I went into yesterday knowing that it was a big test. If I’m honest though, I’d probably have to admit that I had already decided that I would crack.
Over the past couple of years I have completely eliminated the smoking at work. Instead of dashing into the smoking room, and then, after the ban, dashing outside when I could, I would bide my time until returning home, where I could smoke with tranquillity and leisure. And in quitting, I knew that there would be certain days at work that would be more difficult than others.
I am not a natural leader. There are many things about being in charge that I don’t like and consequently, as I approach the office on a day in which I have to take the helm of my department, I know that at some point there will be certain irritations that will wind me up, anger me, piss me off or lessen in some other way, usually the soul-destroying banality of some of the material I have to deal with, my will to live. I’m sure natural leaders, or people who have learned the art, also confront these obstacles. They just know how to deal with them while presenting an outward constancy to the people they are leading.
One of the irritations about being in charge is that you have to put up with all the little resentments harboured by the people around you. Maybe you’ve got some yourself. But do you keep them to yourself, professionally, or do you let them rip to make point?
Yesterday I had to put up with – let’s call him Patrick. Experienced, been round the block, good at his job. As we embraced the new media landscape a couple of years ago he was turned down for a few jobs. I was his ally then; we despaired together, even though I was appointed to a role for which he also applied. Lately I detect some push by him to freeze me out and I’ve no idea why. He’s very cliquey.

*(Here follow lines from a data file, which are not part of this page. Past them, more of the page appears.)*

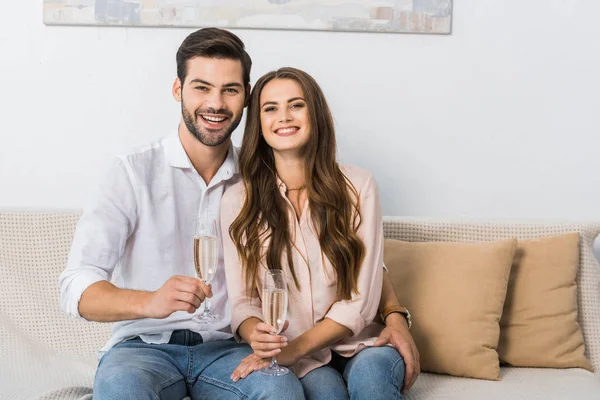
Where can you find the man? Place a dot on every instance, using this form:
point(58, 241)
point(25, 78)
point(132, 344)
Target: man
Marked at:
point(143, 220)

There are certain lucky people who will be privileged to join one of his whispered conversations, or go out for supper with him. He’s appointed himself the Godfather of British journalism, he’s always pressing management on behalf of the troops, always has some gem of inside information that may or may not be true, he says he has the ear of The Boss, or rather, that The Boss uses him as his eyes and ears in the newsroom. He’s also a pig, constantly spraying food and drink – he seems to prefer to pontificate with his mouth full – all over whichever desk he happens to be sitting at, along with his dandruff, without any regard for the next person who will use it (those details are gratuitous, but I’m supposed to be getting things off my chest here).
I don’t covet his friendship and, were I lucky enough not to have been given the role I have, I would be quite happy just to ignore him and let him get on with his little obsessions and issues.
But instead I have to go along with his need to prove himself to be a cut above everybody else, spotting the things that no one else spots, towering above the people around him. Yesterday he took it upon himself to improve a story that was dull but would have sustained a reader through the first four pars maybe, and turned it into a story that would prove so numbing that no one would get past the considerably lengthened intro.
It’s in these situations that I don’t know what to do. Do I put my foot down and say: no, that’s not better, it’s worse, thereby winding up the godfather, who has invested time and his precious esteem in his effort. Or do I let it go, in the belief that it’s better for everybody if he feels good about himself. I let it go, but more because it was the easy option than anything else. One thing that I find all too easy is to pick the wrong fight.
So, wearied, from these choices – which ultimately mean nothing – I left the office. I did not put up much of a fight; the fact that it was a Friday spurred my indulgence a little anyway, and into the Shell station I pulled.
I had been clean since Monday night. It was a good effort but I have to wipe out these “work-stress” fags. There’s a danger here though. There are many ways you can divide up the newsroom. One is those who do and don’t give a fuck. I bitterly resent those who don’t and do not want to make myself one of them. You can probably tell I’m not the competitive type. I think it’s quite right that my position, with its obligation to stand in for the boss when he’s not there, puts me above the rabble. I get paid well. But really sometimes I just think I’d rather have a quiet life, get on with my own job rather than worry about others doing theirs, and go home relaxed, without a packet of cigarettes in my pocket.